I think it holds a lot of truth. I’m grateful now that we’re trying to be more decentralized, with a few artists trying to be exceptions. But at the crux of it, Nigeria doesn’t have a music infrastructure. And the tiny infrastructure that does exist is in Lagos; the machinery, companies, and execs are all here. The pipeline is here. Lagos has the most vibrant fans; you can see how they relate with the music. So why would you not want to give yourself a shot at greatness by moving to that spot? If you’re striving for excellence, you want to be at the top of your game at the highest levels of it, and Lagos affords you that opportunity.

What can you tell me about streaming farms?

So, for artists, music is about invention. You invent a new sound or a new style of sound. You create the visuals and aesthetics that come with this sound. You contrive events to promote it and call it marketing. However, the only thing you can’t event or could not previously event is feedback. But now, with technology, it’s getting easier to invent feedback, and that’s what stream farming does. It makes everyone think your music is good. It gives you great numbers and you use those numbers for marketing. But at the end of it all, it doesn’t help. It’s a crime against yourself; it ruins your metrics and numbers and is deceptive to the public.

Legacy in the Music Ecosystem.

Wow. Let’s talk about your legacy for a bit.
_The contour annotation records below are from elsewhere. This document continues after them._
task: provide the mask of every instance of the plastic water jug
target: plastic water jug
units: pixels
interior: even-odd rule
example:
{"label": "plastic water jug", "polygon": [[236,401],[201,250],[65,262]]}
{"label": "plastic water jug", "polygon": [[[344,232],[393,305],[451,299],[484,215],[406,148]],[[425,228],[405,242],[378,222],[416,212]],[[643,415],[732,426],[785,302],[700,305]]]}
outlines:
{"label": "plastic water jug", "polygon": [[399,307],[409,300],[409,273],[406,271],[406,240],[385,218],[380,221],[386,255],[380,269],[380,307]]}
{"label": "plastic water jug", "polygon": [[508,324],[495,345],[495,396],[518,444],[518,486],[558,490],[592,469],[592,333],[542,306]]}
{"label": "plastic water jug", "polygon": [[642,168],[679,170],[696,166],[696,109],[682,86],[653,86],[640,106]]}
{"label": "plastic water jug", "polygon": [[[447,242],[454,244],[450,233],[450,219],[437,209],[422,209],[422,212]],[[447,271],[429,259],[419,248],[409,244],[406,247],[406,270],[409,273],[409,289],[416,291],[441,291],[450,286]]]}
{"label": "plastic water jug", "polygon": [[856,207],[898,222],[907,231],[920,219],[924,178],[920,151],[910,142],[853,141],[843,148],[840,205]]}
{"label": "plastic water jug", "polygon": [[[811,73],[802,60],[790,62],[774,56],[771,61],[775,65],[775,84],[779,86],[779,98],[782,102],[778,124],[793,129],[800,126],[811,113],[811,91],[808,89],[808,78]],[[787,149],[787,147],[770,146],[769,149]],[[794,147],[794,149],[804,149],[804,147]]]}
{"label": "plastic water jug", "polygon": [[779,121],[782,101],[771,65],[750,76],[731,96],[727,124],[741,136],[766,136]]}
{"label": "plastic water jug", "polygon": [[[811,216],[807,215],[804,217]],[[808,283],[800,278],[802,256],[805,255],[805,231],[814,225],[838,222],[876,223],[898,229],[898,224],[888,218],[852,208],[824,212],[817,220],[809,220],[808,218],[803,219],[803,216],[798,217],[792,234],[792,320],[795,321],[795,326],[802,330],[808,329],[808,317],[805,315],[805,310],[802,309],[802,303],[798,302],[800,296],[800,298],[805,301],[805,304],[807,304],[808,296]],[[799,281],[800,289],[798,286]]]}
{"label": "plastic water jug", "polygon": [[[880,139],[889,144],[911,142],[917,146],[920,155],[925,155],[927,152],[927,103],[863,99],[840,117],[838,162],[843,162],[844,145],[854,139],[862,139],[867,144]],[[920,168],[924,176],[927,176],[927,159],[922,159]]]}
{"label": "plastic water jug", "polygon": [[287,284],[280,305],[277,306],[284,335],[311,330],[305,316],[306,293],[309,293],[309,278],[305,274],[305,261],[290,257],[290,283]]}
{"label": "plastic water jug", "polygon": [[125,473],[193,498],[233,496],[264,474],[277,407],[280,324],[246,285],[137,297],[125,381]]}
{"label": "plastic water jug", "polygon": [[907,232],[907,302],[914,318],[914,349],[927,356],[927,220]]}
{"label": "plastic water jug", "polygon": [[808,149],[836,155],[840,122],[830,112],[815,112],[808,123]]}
What kind of impact do you think your work has on the music ecosystem in Africa?

On the journalistic side, people interested in being music journalists can see that creating value from something as inconsequential as writing or talking about music is possible. They can see that it’s possible to make a career out of it if you do it right. I don’t know how long this will last, but I’ve had a very good run and am grateful for it.

From the music aspect, it’s primarily teaching. I’m allowing a generation of artists and would-be artists to learn about the industry from the right sources. So, a kid in Uyo who dreams of being an artist can learn about the creative aspect and the business side of the music industry.

What would you like to be remembered for?

I’d like to be remembered for doing my own thing, and somehow, the world found value in it and got impacted positively. And if that impact is my legacy, I’m happy for it.